PermuTest
From IEETA
Title | ON USING PERMUTATION TESTS TO ESTIMATE CLASSIFICATION SIGNIFICANCE |
---|---|
Advisor | Mohammed S. Al-Rawi |
Level | First |
Target | neuroimaging, MVPA, other pattern classification domains, genome wide association studies GWAS |
Area | science and engineering |
See also |
Recent pattern classification recipes give more interest on using permutation tests to estimate statistical significance of a classifier (p-value). When a dataset has some limitations, e.g. low sample size and high dimensionality as in the case of functional magnetic resonance imaging studies or genome analyses, k-fold cross validation techniques might be used and the classification performance is usually calculated as the average performance over the k folds. This average classification performance can be used to estimate the significance of the classifier, i.e., how well it is above chance-level.
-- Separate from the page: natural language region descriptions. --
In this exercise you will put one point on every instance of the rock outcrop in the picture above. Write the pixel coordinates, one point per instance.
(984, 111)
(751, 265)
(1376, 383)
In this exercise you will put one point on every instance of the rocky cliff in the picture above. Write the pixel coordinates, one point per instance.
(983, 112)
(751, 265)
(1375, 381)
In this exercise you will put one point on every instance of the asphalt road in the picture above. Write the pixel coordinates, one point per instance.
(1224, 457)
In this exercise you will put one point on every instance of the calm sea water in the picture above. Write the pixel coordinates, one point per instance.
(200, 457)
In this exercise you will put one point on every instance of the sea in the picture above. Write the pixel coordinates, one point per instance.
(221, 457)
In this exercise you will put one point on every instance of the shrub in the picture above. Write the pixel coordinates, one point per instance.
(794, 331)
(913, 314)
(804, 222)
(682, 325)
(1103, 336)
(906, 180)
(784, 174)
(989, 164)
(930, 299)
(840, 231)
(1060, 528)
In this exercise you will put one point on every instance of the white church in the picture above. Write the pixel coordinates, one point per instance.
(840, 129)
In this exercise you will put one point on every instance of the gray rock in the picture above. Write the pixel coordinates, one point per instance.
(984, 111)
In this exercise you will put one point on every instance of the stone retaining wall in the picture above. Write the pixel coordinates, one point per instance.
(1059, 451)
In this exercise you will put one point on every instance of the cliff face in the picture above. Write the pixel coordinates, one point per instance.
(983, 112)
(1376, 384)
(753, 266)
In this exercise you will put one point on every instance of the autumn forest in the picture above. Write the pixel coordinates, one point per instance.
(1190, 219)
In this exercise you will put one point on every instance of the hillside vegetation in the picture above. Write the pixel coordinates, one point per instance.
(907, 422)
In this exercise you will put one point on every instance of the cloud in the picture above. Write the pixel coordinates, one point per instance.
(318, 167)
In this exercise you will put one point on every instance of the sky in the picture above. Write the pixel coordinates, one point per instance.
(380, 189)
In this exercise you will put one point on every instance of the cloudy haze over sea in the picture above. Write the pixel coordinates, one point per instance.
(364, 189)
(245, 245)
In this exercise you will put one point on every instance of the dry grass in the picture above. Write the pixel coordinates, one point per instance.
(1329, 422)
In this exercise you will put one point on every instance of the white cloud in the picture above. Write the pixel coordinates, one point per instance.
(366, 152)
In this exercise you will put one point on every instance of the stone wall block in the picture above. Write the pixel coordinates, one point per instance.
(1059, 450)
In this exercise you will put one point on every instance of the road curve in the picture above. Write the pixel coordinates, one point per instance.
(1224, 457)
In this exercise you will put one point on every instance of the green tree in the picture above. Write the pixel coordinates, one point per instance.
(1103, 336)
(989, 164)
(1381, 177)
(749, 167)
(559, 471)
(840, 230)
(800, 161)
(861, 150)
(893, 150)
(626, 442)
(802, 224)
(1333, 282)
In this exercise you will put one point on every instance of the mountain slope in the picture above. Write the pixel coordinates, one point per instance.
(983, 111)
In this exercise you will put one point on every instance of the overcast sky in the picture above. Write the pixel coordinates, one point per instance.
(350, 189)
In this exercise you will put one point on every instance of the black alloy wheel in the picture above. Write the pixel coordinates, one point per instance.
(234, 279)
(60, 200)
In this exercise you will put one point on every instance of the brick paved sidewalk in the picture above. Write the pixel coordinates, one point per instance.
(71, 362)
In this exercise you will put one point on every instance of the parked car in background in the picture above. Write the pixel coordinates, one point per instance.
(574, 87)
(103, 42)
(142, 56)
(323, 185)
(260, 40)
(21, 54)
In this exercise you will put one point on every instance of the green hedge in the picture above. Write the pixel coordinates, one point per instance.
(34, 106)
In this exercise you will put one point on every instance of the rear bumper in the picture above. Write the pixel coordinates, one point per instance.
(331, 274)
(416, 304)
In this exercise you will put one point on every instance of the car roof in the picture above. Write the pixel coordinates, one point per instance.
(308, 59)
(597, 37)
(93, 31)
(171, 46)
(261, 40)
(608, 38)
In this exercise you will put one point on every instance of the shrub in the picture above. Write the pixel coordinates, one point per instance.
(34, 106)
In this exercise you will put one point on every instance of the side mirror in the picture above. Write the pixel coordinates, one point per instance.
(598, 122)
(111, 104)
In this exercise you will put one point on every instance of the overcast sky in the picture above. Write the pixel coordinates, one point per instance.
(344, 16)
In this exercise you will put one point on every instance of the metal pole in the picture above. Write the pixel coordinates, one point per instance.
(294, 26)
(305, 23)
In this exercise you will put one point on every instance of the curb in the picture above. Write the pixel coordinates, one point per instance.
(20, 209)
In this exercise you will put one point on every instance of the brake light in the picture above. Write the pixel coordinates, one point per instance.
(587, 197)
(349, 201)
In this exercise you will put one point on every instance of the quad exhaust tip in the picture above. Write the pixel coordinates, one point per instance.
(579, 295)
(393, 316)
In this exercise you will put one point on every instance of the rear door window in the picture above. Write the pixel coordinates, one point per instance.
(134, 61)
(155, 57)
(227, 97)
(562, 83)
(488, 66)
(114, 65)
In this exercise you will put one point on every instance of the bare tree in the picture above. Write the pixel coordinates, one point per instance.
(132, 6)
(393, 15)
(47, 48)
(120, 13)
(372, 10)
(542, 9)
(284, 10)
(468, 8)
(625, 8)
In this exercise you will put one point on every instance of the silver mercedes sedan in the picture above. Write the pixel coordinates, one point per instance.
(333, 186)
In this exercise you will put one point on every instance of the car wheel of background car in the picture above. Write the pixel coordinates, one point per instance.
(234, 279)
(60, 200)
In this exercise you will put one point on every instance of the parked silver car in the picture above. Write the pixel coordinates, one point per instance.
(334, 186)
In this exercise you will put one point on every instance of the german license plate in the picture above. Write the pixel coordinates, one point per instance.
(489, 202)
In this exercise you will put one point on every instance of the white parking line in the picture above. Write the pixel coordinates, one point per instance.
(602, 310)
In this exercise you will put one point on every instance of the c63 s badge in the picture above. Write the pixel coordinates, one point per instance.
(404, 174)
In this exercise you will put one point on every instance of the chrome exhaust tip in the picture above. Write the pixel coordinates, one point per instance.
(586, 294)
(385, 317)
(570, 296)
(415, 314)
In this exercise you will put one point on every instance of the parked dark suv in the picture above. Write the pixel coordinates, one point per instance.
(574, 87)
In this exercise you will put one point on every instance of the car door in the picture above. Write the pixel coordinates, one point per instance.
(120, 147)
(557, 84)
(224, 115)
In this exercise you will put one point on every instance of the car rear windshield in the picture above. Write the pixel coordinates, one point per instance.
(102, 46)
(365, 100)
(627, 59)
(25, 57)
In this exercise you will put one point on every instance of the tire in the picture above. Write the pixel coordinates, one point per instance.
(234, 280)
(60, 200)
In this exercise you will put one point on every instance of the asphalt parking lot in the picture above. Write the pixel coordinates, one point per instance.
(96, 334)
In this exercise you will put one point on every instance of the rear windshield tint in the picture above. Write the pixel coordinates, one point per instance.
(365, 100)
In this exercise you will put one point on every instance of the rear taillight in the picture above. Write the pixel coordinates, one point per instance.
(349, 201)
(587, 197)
Using average performance to estimate the significance may camouflage lowest recognizable classes and the resultant p-value will be biased towards the most recognizable classes, thus low p-values might sometimes be the result of undercoverage. In this work, we investigate this problem and propose a solution that implements permutation tests based on newly introduced test statistics. We also propose a model that is based on partial scrambling of the testing samples to judge p-value’s tolerance and draw conclusion about which statistic is superior. We validate the proposed model using functional magnetic resonance imaging data and show that they can better help in accepting or rejecting the hypothesis that all classes in the problem domain are drawn from the same distribution.